If you need a switch for your washer you can get your Whirlpool parts Whirlpool parts here.


----------



## jeff1 (Dec 17, 2003)

Hi,

Lack of info....

Top load, front load, model#?

Stops in the same place all of the time? Where on the dial?
What still works? Stops dead with no noises?

jeff.


----------



## whirly_p (Apr 8, 2008)

Thanks for the response
Top load = yes
Model # LSW97OOPQ0
While working the machine stopped ad will no longer work.


----------



## jeff1 (Dec 17, 2003)

> Model # LSW97OOPQ0


That will be LSW97*00*PQ0

A Whirlpool direct drive style washer.



> While working the machine stopped ad will no longer work


Still doesn't tell us WHAT works and WHEN it quits....but, definetly check the lid switch!
http://www.applianceaid.com/direct_drive_spin.html



> Stops in the same place all of the time?


?



> Where on the dial?


?



> What still works?


?



> Stops dead with no noises?


?



> Will it do anything if you manually move the timer?


?



> Will the washer still agitate?


?

jeff.


----------



## whirly_p (Apr 8, 2008)

*Whirlpool washer stops "solved"*

It was the lid wsitch. Thanks for the effort

Whirly_p


----------



## jeff1 (Dec 17, 2003)

Thankx for the update! 

jeff.


----------



## prodgod (Apr 11, 2008)

Just had a similar problem with our 14 year-old washer and my wife was getting frustrated.

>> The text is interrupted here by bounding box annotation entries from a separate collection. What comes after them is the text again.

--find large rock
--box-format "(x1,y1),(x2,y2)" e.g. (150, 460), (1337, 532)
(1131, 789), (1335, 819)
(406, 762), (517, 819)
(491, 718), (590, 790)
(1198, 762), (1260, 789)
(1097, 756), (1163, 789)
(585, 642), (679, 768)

Meanwhile, based on the advice I read here, I jiggle the lid switch and PRESTO! Back in business.

Thanks for not only saving us a hefty service call and repair bill, but ALSO for making me look like a total home-improvement stud! :wink:


----------



## jeff1 (Dec 17, 2003)

> my wife was getting frustrated


If Mama is not happy......nobody is happy! :laughing: 

jeff.


----------